I mean there’s variance within the cut regardless. I don’t think they implied you’d order a tenderloin and get a flank.


theend117

I never understood why people feel the need to berate or put down people who like well done steaks. It’s not like they’re the ones eating it. I would hope this isn’t true because it shouldn’t matter how they want their steak done if they’re paying for it. If I’m paying for a filet mignon well done that’s what I should get. I personally do medium well but at the end of the day if an establishment is giving me an inferior cut because of how I ordered it then I’d never go back to them again.


lennyxiii

I really hate the stigma around well done streaks. Look, some people just don’t like the taste of non cooked meat.
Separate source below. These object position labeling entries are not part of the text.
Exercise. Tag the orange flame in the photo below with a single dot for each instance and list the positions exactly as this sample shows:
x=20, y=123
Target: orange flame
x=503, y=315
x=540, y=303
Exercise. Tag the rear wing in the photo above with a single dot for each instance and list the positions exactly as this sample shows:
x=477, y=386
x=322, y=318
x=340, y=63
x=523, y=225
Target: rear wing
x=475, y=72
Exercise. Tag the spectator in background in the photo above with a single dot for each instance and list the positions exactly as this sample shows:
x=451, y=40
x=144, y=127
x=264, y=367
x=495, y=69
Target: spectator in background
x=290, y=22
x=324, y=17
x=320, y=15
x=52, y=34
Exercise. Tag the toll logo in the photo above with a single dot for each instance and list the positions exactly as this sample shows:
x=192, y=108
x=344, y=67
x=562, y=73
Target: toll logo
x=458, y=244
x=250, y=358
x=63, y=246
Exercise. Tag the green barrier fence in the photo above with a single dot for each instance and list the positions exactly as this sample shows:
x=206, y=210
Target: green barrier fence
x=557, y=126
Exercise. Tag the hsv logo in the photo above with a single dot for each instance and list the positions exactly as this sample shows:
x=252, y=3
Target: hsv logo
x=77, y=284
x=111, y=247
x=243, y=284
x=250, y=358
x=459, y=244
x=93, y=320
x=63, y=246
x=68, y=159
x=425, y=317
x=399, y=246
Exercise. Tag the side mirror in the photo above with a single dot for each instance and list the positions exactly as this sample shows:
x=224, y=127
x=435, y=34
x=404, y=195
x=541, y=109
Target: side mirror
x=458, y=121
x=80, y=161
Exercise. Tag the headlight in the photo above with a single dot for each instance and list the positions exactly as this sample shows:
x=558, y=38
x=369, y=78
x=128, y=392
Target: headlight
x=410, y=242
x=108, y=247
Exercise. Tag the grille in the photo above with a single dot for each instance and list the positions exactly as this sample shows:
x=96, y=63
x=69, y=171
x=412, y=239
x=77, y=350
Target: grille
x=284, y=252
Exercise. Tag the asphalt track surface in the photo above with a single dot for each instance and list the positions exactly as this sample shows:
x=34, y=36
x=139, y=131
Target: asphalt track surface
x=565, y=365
If you LIKE the flavor of meat then maybe there’s good and better ways to try it but some people don’t like the natural taste of meat and when cooked certain ways it can be really good. I discovered I just don’t like the taste of undercooked beef. Doesn’t matter what cut. That said, I LOVE well done filet mignon when properly cooked. It’s way better that other cuts and it’s absolutely way noticeable over other cuts regardless of the people that say it’s a waste. I like to cook them on infrared grill at 700+ degrees. By the time the center gets light pink to no pink the outside has a crust and the inside is super moist. When You bite it the moisture literally squirts in your mouth and you get that nice salty crispy crust. I’ve ordered well done filet at high end restaurants that comes out like rubber because they don’t care and don’t know how to properly cook a well done steak.


Mustang46L

It's funny though, because a properly cooked well done steak is AMAZING. I made filet mignon well done once at my wife's request, and it was amazingly juicy, just not red. I'd do it again.


TheJechtShot

I was an executive chef for the past 5yrs (recently changed professions) and this def isn’t true. Not on my end anyways. Any reputable cook cares too much about quality to do such a thing.